• Toujours plus vite et toujours plus loin

    Il passe rarement une année sans qu'il ne soit question de transports. Des routes de contournement, de nouveaux tunnels, des augmentations tarifaires, des taxes... Dans tous les cas, un discours unanime : le réseau de transports arrive à saturation, il faut donc l'adapter aux besoins grandissants de notre mobilité. Cette évidence mettant tout le monde d'accord, les débats se résument généralement à ceci : d'un côté, les défenseurs de l'automobile individuelle ("ceux de droite"), atteints d'une allergie violente aux restrictions et aux taxes, et cherchant à étendre encore et toujours le réseau routier ; d'une autre part, les partisans des transports publics ("ceux de gauche" et les soit-disant écologistes), cherchant à augmenter la capacité du réseau ferroviaire, les cadences de desserte et le nombre de places dans les trains (et, accessoirement, à utiliser l'argent du peuple pour financer des projets surtout utiles à l'économie). Sans oublier bien sûr des intermédiaires se disant modérés ("ceux du centre"), cherchant à combiner un peu des deux en essayant de satisfaire tout le monde.

    Le projet «FAIF» est un exemple parfait de ce pseudo-affrontement des idéologies : tout le monde, médias y compris, veut nous faire comprendre cette votation comme une bataille entre écologie et automobilistes (en gros).

    Ce projet, en quoi consiste-t-il au juste ? Plus de budget pour le réseau ferroviaire, oui, mais pas pour n'importe quoi : cet argent est destiné à augmenter la capacité des grandes lignes interurbaines et d'agglomération. C'est-à-dire continuer encore plus dans la direction prise depuis longtemps par nos Chemins de Fer Fédéraux (je dis bien fédéraux, donc de service public) : privilégier le transport de masse des pendulaires, la vitesse et les projets pharaoniques au détriment de tout le transport régional et de la qualité du service aux voyageurs.

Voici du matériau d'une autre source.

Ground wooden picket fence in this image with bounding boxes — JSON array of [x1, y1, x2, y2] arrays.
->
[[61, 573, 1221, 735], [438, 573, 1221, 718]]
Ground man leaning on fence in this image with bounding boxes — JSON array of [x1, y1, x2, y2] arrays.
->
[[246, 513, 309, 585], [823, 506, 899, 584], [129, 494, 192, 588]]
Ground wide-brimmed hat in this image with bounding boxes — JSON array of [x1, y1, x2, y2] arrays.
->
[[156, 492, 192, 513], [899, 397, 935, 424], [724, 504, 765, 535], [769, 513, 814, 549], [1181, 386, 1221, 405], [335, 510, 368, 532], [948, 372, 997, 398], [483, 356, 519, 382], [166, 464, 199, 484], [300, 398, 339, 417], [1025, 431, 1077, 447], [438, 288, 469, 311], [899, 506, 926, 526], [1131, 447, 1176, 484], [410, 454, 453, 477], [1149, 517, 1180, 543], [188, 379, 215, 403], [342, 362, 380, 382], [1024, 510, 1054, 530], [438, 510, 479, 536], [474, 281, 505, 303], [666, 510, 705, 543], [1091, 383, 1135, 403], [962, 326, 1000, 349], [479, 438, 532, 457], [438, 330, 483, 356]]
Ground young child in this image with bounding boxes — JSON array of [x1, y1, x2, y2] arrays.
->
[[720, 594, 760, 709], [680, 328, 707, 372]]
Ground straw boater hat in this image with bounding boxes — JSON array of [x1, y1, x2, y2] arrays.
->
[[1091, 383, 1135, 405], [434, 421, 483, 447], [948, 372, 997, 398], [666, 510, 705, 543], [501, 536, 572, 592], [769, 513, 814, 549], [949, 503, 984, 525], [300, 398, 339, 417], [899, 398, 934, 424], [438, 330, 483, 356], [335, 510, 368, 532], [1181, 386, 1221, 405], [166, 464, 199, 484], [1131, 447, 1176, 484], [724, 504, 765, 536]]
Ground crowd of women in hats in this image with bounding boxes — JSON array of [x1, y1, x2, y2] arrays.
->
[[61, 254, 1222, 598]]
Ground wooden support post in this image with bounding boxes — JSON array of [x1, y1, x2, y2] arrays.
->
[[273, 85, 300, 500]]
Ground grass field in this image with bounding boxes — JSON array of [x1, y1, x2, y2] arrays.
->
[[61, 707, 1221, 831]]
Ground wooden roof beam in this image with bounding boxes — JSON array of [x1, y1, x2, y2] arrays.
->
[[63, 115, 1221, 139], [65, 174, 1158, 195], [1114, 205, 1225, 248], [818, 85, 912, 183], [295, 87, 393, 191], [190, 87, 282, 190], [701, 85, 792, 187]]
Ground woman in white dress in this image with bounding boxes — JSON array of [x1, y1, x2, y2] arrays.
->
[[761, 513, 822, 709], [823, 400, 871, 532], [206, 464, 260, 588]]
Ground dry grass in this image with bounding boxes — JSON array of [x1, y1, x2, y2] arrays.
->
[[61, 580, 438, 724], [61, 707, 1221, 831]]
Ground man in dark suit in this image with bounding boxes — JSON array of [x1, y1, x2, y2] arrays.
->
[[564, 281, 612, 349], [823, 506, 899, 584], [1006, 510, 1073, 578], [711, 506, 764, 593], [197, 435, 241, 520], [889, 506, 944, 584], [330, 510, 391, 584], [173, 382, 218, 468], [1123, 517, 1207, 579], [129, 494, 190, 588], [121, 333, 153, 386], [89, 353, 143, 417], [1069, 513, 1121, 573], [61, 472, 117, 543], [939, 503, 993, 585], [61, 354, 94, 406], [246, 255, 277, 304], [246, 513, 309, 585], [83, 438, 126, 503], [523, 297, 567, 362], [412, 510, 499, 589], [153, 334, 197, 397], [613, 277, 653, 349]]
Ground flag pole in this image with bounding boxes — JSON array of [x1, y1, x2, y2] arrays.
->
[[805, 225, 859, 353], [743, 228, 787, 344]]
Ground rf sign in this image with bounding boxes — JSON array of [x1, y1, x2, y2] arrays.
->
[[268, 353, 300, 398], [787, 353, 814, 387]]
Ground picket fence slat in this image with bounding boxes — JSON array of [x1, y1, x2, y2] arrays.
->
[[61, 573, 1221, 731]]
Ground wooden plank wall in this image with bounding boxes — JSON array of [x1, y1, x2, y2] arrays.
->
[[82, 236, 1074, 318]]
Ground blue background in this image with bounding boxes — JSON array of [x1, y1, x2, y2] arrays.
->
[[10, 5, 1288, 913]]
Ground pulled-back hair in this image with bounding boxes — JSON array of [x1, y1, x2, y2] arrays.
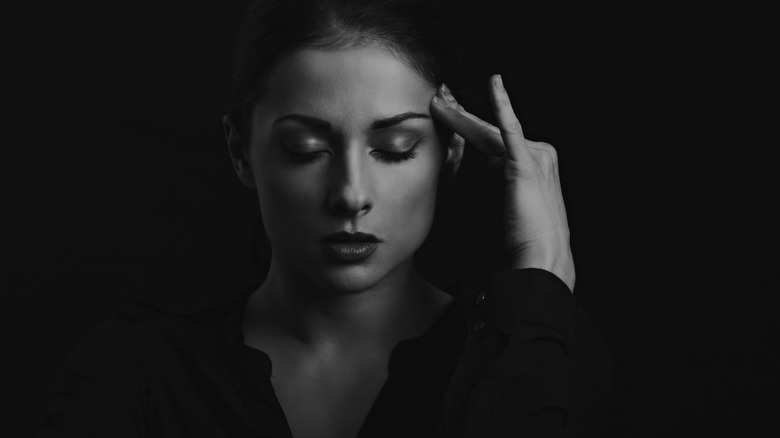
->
[[225, 0, 458, 139]]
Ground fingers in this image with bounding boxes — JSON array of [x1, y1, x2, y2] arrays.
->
[[431, 86, 505, 155], [490, 75, 532, 163]]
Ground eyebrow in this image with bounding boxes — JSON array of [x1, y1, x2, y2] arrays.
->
[[271, 112, 431, 132]]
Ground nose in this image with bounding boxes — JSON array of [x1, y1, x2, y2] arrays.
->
[[328, 148, 374, 217]]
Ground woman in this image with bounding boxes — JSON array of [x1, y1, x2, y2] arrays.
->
[[39, 0, 610, 438]]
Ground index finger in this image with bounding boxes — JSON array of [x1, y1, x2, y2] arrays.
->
[[490, 75, 533, 163]]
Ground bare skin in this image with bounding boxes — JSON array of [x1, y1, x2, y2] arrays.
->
[[225, 48, 575, 438]]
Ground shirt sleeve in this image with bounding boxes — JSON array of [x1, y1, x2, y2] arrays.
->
[[442, 268, 612, 438], [34, 321, 147, 438]]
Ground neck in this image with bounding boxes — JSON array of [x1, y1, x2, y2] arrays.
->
[[246, 253, 450, 355]]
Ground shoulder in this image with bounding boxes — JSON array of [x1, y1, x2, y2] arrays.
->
[[62, 286, 251, 377]]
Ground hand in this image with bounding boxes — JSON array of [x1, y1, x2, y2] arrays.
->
[[431, 75, 575, 292]]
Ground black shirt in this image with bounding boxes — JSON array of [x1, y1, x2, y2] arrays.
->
[[36, 269, 612, 438]]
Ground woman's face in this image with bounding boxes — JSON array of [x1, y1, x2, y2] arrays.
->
[[247, 48, 444, 293]]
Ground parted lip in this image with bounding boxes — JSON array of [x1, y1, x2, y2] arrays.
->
[[320, 231, 380, 243]]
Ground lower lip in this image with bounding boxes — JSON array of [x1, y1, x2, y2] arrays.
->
[[325, 242, 379, 262]]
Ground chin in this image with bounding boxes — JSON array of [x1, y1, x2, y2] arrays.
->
[[310, 264, 387, 295]]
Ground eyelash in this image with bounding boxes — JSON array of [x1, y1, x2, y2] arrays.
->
[[288, 139, 422, 164]]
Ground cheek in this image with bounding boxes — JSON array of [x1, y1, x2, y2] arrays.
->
[[256, 159, 322, 233], [388, 156, 439, 234]]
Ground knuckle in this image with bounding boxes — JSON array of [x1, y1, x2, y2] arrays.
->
[[505, 117, 523, 134]]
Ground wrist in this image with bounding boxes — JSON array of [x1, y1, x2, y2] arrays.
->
[[510, 248, 576, 293]]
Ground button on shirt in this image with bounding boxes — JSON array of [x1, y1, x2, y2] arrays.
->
[[36, 269, 612, 438]]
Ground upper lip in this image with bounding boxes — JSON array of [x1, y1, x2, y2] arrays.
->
[[320, 231, 379, 243]]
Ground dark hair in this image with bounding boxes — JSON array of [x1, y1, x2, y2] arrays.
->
[[225, 0, 459, 139]]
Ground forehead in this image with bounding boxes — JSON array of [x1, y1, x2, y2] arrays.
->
[[258, 47, 435, 125]]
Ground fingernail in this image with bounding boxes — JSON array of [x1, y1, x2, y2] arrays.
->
[[496, 75, 504, 90], [441, 83, 455, 102]]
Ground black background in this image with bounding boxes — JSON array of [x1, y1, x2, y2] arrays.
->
[[0, 0, 780, 437]]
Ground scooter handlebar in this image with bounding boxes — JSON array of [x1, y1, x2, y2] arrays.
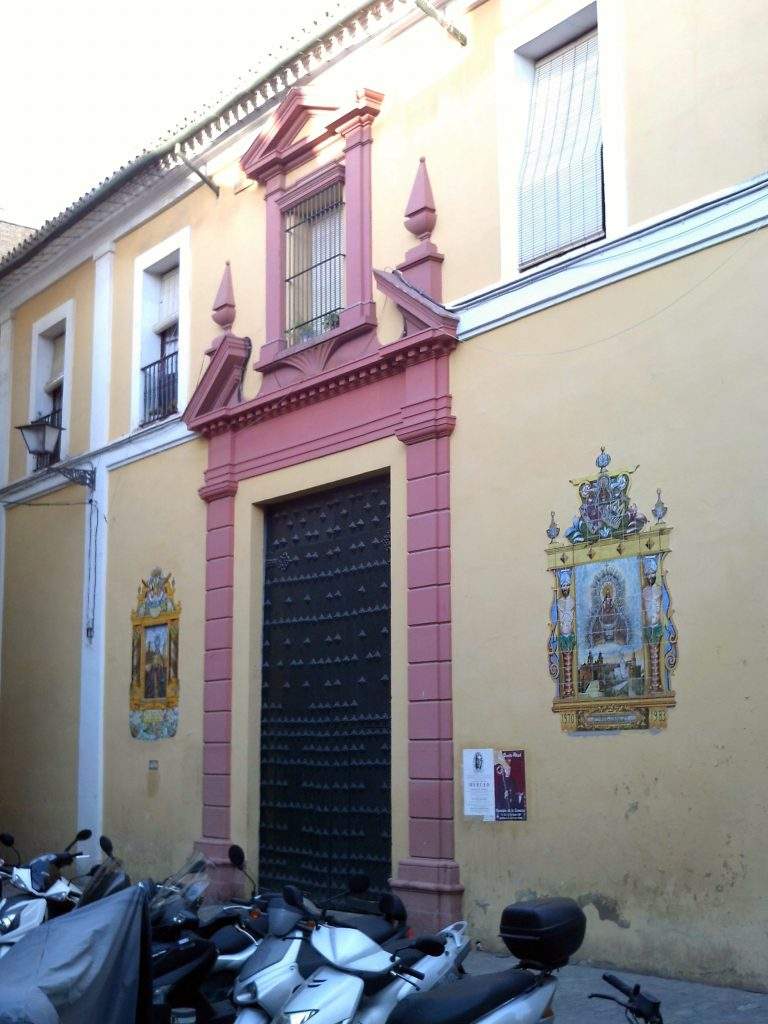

    On construit toujours plus de tunnels pour aller plus vite, il y a toujours plus de trains par heure entre les villes, les convois à deux étages se généralisent... et pendant ce temps, le service régional n'a jamais été aussi déplorable : s'il vous est déjà arrivé de prendre des trains régionaux, vous voyez certainement de quoi il s'agit... les gares ne sont plus que de simples haltes, froides et inhospitalières (souvent il n'y a plus ni salle d'attente ni toilettes), les beaux anciens bâtiments de gare sont abandonnés, vendus quand ils ne sont pas détruits... Il n'y a plus de personnel pour vous accueillir et vous renseigner, ni pour veiller à l'état des infrastructures de la gare (lorsqu'elles existent encore). Et encore régulièrement, de petites gares ferment et cèdent la place à un service de bus, souvent parce que la ligne est saturée est que la priorité va à plus de liaisons rapides.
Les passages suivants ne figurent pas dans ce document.